# RelationLayer

RelationLayer is a new type of layer introduced in estntlk v1.7.2. 
It allows to store information about relations between entities mentioned in text, such as coreference relations between names and pronouns, or semantic roles/argument structures of verbs.

Current limitations:
* you cannot access attributes of foreign layers (such as lemmas from `morph_analysis`) directly via spans of relation layer;
* `estnltk_core.layer_operations` do not support RelationLayer;
* `estnltk.storage.postgres` does not support RelationLayer;


### Example 1: coreference relations

Essentially, RelationLayer is a collection of relations, and Relation is a set of named spans and annotations. 

In [1]:
from estnltk import Text
from estnltk_core import RelationLayer

In [2]:
text = Text('Mari kirjeldas õhinal, kuidas ta väiksena "Sipsikut" luges: '+\
'"Ma ei suutnud seda raamatut kohe kuidagi käest ära panna! Nii põnev oli see!"').tag_layer('words')

In [3]:
# Get word span locations:
#text.words[['start', 'end', 'text']]

Upon creating a RelationLayer, you need to define names for the spans, and names for the attributes.
Span names are required, attribute names can also be skipped:

In [4]:
coref_layer = RelationLayer('coreference', span_names=['mention', 'entity'], text_object=text)

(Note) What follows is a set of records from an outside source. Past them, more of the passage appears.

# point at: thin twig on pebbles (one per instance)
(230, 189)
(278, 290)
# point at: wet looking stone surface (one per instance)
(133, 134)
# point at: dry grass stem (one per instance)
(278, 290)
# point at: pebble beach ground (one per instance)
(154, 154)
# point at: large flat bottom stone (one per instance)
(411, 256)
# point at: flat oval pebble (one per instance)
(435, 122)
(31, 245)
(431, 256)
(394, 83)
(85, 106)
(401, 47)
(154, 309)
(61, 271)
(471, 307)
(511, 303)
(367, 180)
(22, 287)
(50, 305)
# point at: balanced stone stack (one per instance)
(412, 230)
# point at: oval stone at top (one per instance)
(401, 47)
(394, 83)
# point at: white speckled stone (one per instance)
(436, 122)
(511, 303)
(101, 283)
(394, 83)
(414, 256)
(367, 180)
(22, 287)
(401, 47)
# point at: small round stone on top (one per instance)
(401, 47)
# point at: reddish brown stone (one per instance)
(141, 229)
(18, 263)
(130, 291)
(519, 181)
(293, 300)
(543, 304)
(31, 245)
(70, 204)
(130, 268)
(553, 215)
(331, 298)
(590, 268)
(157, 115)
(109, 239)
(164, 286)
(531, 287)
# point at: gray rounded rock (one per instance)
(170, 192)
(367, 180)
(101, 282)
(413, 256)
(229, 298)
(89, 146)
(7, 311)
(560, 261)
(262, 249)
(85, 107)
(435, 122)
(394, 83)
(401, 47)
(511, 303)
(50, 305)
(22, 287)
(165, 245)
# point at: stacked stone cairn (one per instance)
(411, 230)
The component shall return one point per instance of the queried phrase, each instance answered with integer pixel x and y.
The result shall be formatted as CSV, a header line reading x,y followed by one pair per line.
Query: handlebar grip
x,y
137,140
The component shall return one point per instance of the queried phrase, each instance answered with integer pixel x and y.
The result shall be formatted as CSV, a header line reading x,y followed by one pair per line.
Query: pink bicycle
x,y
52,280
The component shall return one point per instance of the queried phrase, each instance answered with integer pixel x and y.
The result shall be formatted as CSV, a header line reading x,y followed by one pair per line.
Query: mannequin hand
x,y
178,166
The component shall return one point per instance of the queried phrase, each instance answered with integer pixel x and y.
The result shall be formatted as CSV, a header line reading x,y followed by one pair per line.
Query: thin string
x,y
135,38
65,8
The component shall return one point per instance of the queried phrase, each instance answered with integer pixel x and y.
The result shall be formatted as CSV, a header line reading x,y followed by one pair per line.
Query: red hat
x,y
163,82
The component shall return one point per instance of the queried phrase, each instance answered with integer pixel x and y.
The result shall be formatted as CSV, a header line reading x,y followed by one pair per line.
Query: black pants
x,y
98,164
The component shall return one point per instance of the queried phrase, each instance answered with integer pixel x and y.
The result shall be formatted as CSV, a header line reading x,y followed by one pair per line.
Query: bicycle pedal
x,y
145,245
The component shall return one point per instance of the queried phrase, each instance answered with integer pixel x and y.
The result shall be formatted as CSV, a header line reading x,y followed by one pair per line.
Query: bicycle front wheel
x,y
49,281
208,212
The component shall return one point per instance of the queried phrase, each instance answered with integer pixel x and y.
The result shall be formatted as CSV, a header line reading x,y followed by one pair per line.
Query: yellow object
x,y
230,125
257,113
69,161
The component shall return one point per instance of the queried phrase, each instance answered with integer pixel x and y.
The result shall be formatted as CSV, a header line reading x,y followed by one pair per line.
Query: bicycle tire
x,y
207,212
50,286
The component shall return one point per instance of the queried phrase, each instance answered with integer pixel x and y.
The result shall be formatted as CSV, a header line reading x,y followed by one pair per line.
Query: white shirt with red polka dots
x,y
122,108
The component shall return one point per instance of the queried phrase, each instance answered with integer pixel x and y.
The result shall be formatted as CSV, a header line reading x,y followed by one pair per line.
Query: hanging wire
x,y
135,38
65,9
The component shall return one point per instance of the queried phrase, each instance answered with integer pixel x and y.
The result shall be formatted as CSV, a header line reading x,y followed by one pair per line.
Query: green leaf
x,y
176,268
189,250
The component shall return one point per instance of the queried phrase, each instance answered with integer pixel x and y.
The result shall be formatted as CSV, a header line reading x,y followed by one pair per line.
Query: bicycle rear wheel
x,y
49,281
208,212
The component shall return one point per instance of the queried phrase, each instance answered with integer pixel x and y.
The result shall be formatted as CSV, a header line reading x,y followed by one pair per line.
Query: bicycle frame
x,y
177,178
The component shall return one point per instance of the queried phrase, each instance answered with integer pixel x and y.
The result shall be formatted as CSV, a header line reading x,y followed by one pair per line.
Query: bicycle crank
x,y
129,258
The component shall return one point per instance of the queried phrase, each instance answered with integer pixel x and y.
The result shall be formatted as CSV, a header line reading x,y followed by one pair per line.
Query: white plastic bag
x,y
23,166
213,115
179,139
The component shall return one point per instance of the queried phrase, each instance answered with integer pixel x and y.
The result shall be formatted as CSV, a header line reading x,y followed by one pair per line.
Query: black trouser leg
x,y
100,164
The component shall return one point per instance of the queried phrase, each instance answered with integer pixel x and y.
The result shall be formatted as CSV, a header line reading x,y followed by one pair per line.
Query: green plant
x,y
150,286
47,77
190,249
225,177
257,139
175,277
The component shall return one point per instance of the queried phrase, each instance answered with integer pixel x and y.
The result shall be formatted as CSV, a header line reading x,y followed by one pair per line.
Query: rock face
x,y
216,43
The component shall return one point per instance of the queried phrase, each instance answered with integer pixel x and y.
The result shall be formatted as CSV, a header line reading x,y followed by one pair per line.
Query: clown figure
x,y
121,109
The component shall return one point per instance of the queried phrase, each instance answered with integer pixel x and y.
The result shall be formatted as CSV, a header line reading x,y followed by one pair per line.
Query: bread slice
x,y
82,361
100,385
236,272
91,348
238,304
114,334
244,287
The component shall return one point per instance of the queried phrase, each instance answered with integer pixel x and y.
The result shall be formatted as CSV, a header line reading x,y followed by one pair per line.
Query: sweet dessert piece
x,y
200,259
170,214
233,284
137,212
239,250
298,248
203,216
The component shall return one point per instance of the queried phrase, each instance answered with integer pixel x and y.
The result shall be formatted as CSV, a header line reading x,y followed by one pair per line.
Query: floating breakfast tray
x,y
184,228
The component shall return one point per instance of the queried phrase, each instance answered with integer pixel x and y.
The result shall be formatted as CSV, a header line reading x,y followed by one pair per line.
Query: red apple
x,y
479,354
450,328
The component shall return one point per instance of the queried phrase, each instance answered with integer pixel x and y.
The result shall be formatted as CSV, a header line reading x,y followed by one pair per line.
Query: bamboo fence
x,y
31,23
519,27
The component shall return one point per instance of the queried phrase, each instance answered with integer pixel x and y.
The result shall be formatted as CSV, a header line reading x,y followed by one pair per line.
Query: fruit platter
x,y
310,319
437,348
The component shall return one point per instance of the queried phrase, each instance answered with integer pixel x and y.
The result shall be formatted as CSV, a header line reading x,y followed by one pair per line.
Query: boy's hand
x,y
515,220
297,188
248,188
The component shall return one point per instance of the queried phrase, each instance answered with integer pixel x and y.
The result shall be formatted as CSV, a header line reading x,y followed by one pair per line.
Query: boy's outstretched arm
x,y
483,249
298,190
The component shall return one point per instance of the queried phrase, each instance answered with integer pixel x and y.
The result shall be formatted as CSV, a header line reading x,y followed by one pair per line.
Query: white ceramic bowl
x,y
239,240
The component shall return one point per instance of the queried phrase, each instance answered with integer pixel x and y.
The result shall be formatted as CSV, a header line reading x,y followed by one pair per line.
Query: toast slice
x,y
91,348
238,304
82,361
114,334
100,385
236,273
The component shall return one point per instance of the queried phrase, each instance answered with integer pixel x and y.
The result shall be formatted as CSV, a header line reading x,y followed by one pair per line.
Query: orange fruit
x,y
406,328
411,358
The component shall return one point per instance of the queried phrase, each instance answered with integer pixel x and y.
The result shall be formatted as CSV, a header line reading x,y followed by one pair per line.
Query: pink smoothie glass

Use add_annotation method to add new relation to the layer:

In [5]:
# Add relation based on a dictionary
coref_layer.add_annotation( {'mention': (30, 32), 'entity': (0, 4)} )
coref_layer.add_annotation( {'mention': (61, 63), 'entity': (0, 4)} )
# Or add relation by keyword arguments
coref_layer.add_annotation( mention=(75, 88), entity=(42, 52) )
coref_layer.add_annotation( mention=(133, 136), entity=(42, 52) )
coref_layer

layer name,span_names,attributes,ambiguous,relation count
coreference,"mention, entity",,False,4

mention,entity
ta,Mari
Ma,Mari
seda raamatut,"""Sipsikut"""
see,"""Sipsikut"""


#### Visualizing layer

In [6]:
# Display named spans with their respective relation id-s
# (This is available from EstNLTK v1.7.3)
coref_layer.display()

#### Accessing layer

In [7]:
# Access span names
coref_layer.span_names

('mention', 'entity')

In [8]:
# Access attribute names (if defined)
coref_layer.attributes

()

In [9]:
# use numeric indexes to access relations
coref_layer[0]

Relation([NamedSpan(mention: 'ta'), NamedSpan(entity: 'Mari')], [{}])

In [10]:
# or iterate over all relations
for relation in coref_layer:
    print(relation)

Relation([NamedSpan(mention: 'ta'), NamedSpan(entity: 'Mari')], [{}])
Relation([NamedSpan(mention: 'Ma'), NamedSpan(entity: 'Mari')], [{}])
Relation([NamedSpan(mention: 'seda raamatut'), NamedSpan(entity: '"Sipsikut"')], [{}])
Relation([NamedSpan(mention: 'see'), NamedSpan(entity: '"Sipsikut"')], [{}])


In [11]:
coref_layer[0].mention

NamedSpan(mention: 'ta')

In [12]:
coref_layer[0].mention.text

'ta'

In [13]:
coref_layer[0].mention.start, coref_layer[0].mention.end

(30, 32)

In [14]:
coref_layer[0].text

['ta', 'Mari']

In [15]:
# get all mentions
coref_layer[['mention']]

[[NamedSpan(mention: 'ta')],
 [NamedSpan(mention: 'Ma')],
 [NamedSpan(mention: 'seda raamatut')],
 [NamedSpan(mention: 'see')]]

In [16]:
# get all entities
coref_layer[['entity']]

[[NamedSpan(entity: 'Mari')],
 [NamedSpan(entity: 'Mari')],
 [NamedSpan(entity: '"Sipsikut"')],
 [NamedSpan(entity: '"Sipsikut"')]]

#### Accessing other layers

In [17]:
# Add morph_analysis layer
text = text.tag_layer('morph_analysis')

Currently, you can access annotations from other layers via base spans:

In [18]:
# Get lemma of first mention
text['morph_analysis'].get( coref_layer[0].mention.base_span ).lemma

Unnamed: 0,lemma
0,tema


In [19]:
# Get lemma of first entity
text['morph_analysis'].get( coref_layer[0].entity.base_span ).lemma

Unnamed: 0,lemma
0,mari


But this only works for named spans that have exactly corresponding spans on the other layer. 

In [20]:
# Get lemmas for all relations (first attempt)
for relation in coref_layer:
    mention_morph_span = text['morph_analysis'].get( relation.mention.base_span )
    entity_morph_span  = text['morph_analysis'].get( relation.entity.base_span )
    if mention_morph_span is not None:
        print(relation.mention, '->', mention_morph_span.lemma, end='  | ')
    else:
        print(relation.mention, '-> lemma not found', end='  | ')
    if entity_morph_span is not None:
        print(relation.entity, '->', entity_morph_span.lemma)
    else:
        print(relation.entity, '-> lemma not found',)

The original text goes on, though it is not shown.